Practical Exercises — Chapter 2
Exercise 1: Transcribe an English Audio File
Task:
Use the Whisper API to transcribe a short .mp3
audio file containing English speech.
Solution:
import openai
import os
from dotenv import load_dotenv
load_dotenv()
openai.api_key = os.getenv("OPENAI_API_KEY")
audio_file = open("english_note.mp3", "rb")
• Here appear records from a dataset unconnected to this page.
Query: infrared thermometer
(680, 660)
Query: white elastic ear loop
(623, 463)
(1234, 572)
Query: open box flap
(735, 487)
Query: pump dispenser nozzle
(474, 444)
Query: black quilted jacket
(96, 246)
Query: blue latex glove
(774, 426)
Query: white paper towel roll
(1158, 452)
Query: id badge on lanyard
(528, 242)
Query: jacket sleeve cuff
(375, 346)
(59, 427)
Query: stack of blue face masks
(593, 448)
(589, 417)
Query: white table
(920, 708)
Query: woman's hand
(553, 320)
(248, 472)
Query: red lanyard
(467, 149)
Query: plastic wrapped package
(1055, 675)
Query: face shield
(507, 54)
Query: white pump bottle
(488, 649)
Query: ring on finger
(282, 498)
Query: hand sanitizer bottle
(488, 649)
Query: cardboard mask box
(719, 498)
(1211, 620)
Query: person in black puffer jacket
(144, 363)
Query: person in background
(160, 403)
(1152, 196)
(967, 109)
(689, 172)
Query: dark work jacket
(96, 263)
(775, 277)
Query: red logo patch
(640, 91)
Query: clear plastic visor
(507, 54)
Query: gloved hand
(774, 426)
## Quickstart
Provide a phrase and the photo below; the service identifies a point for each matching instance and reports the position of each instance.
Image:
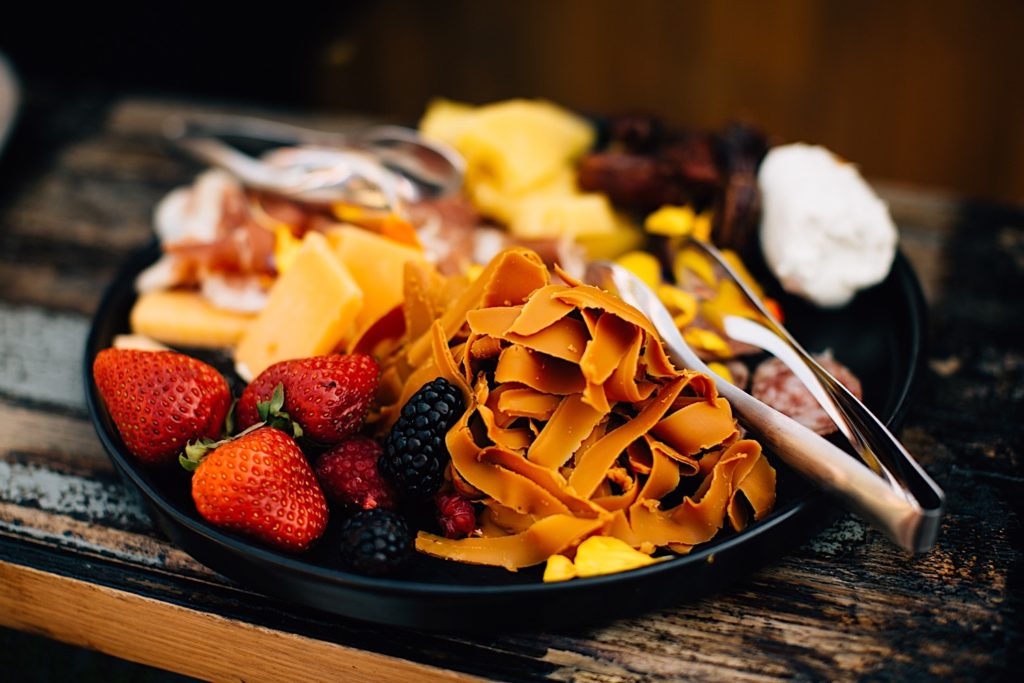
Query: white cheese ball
(824, 232)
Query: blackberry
(415, 454)
(375, 542)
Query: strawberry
(260, 484)
(327, 395)
(349, 476)
(160, 400)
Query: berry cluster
(259, 482)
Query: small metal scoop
(379, 166)
(910, 523)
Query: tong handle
(872, 440)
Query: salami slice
(775, 385)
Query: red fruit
(328, 395)
(160, 400)
(260, 484)
(349, 476)
(456, 515)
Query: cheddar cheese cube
(310, 310)
(377, 264)
(183, 317)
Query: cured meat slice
(775, 385)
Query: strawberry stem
(196, 452)
(270, 413)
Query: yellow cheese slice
(186, 318)
(377, 264)
(310, 310)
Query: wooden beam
(183, 640)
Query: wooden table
(80, 561)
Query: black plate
(879, 336)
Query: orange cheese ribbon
(577, 423)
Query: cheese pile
(336, 286)
(520, 170)
(578, 424)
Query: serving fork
(891, 491)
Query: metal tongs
(379, 166)
(892, 493)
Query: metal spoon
(889, 508)
(396, 163)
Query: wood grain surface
(81, 562)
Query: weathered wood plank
(185, 640)
(41, 355)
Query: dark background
(919, 91)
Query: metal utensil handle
(820, 384)
(869, 437)
(820, 461)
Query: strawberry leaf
(229, 418)
(278, 399)
(271, 413)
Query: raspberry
(456, 515)
(349, 476)
(415, 454)
(375, 542)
transcript = openai.Audio.transcribe(
model="whisper-1",
file=audio_file,
response_format="text"
)
print("Transcript:\n", transcript)
Exercise 2: Translate Foreign Language Audio into English
Task:
Upload a non-English audio file and translate it into English using the Whisper API.
Solution:
translated = openai.Audio.translate(
model="whisper-1",
file=open("spanish_clip.mp3", "rb"),
response_format="text"
)
print("Translation:\n", translated)
Exercise 3: Upload and Analyze an Audio File with GPT-4o
Task:
Upload an .mp3
audio file and ask GPT-4o to summarize it.
Solution:
audio_upload = openai.files.create(
file=open("meeting_summary.mp3", "rb"),
purpose="assistants"
)
response = openai.ChatCompletion.create(
model="gpt-4o",
messages=[
{
"role": "user",
"content": [
{"type": "text", "text": "Please summarize this meeting."},
{"type": "audio", "audio": {"file_id": audio_upload.id}}
]
}
]
)
print("Summary:\n", response["choices"][0]["message"]["content"])
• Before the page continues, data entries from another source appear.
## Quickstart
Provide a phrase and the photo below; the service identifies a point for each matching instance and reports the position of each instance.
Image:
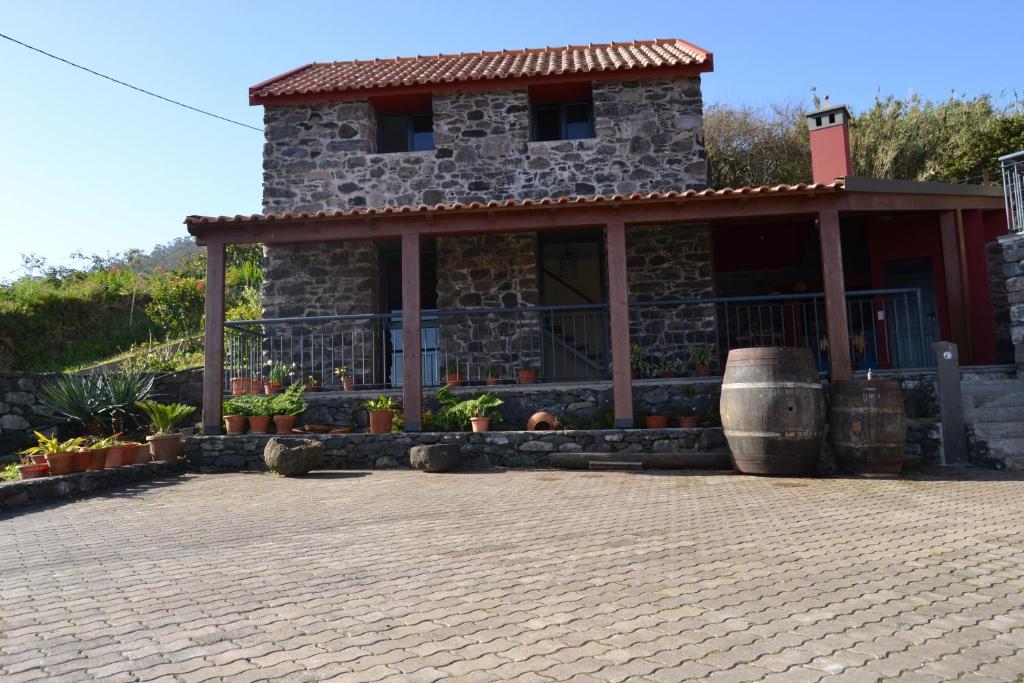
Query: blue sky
(88, 165)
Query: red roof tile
(338, 77)
(727, 193)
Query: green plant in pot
(382, 412)
(481, 410)
(286, 408)
(701, 357)
(236, 411)
(165, 442)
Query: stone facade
(648, 137)
(487, 271)
(667, 262)
(1012, 247)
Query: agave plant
(163, 417)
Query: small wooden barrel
(773, 411)
(868, 427)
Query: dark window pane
(393, 132)
(423, 132)
(578, 123)
(547, 123)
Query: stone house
(483, 213)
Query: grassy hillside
(60, 318)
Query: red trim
(503, 83)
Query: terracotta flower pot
(236, 424)
(380, 422)
(60, 463)
(655, 421)
(283, 424)
(526, 376)
(165, 447)
(97, 459)
(33, 471)
(118, 456)
(80, 461)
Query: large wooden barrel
(867, 427)
(773, 411)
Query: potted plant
(452, 376)
(701, 357)
(260, 410)
(57, 455)
(165, 443)
(636, 360)
(526, 374)
(381, 414)
(480, 411)
(285, 408)
(344, 375)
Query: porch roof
(845, 195)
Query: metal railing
(669, 338)
(1013, 189)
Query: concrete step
(1007, 449)
(994, 430)
(993, 414)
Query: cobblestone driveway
(527, 575)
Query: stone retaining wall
(29, 492)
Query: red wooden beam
(833, 276)
(412, 374)
(950, 229)
(619, 311)
(213, 370)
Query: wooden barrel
(867, 427)
(773, 411)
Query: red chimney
(829, 142)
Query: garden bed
(29, 492)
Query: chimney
(829, 142)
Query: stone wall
(487, 271)
(1012, 247)
(648, 137)
(22, 411)
(670, 262)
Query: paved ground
(526, 575)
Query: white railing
(1013, 189)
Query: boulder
(436, 458)
(293, 457)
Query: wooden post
(950, 229)
(619, 312)
(213, 370)
(832, 275)
(412, 373)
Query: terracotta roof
(338, 77)
(727, 193)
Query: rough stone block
(436, 458)
(293, 457)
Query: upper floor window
(404, 132)
(562, 112)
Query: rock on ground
(293, 457)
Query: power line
(129, 85)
Exercise 4: Generate a Spoken Response Using Text-to-Speech
Task:
Take a GPT-generated reply and convert it to speech using OpenAI’s TTS API.
Solution:
text_to_speak = "Sure! The marketing meeting discussed Q3 strategies and budget allocations."
speech = openai.audio.speech.create(
model="tts-1",
voice="nova",
input=text_to_speak
)
with open("spoken_reply.mp3", "wb") as f:
f.write(speech.content)
print("Voice reply saved as 'spoken_reply.mp3'")
Exercise 5: Build a Voice-to-Voice Mini Assistant
Task:
Build a basic pipeline that accepts audio, generates a response using GPT-4o, and replies back using synthesized voice.
Solution:
# Step 1: Upload audio
uploaded_audio = openai.files.create(
file=open("user_voice_prompt.mp3", "rb"),
purpose="assistants"
)
# Step 2: GPT-4o processes it
chat = openai.ChatCompletion.create(
model="gpt-4o",
messages=[
{
"role": "user",
"content": [
{"type": "text", "text": "Please answer this question politely."},
{"type": "audio", "audio": {"file_id": uploaded_audio.id}}
]
}
]
)
reply = chat["choices"][0]["message"]["content"]
# Step 3: Convert GPT reply to audio
tts = openai.audio.speech.create(
model="tts-1",
voice="echo",
input=reply
)
with open("voice_response.mp3", "wb") as f:
f.write(tts.content)
print("Assistant reply saved as 'voice_response.mp3'")
In these exercises, you practiced:
- Uploading and transcribing audio with Whisper
- Translating foreign speech to English
- Summarizing and interpreting audio with GPT-4o
- Converting GPT replies into natural-sounding speech
- Building your first voice-to-voice assistant pipeline
You now have all the tools to powerfully integrate speech into any AI project, whether you're building a language tutor, accessibility assistant, voice-based productivity tool, or smart speaker experience.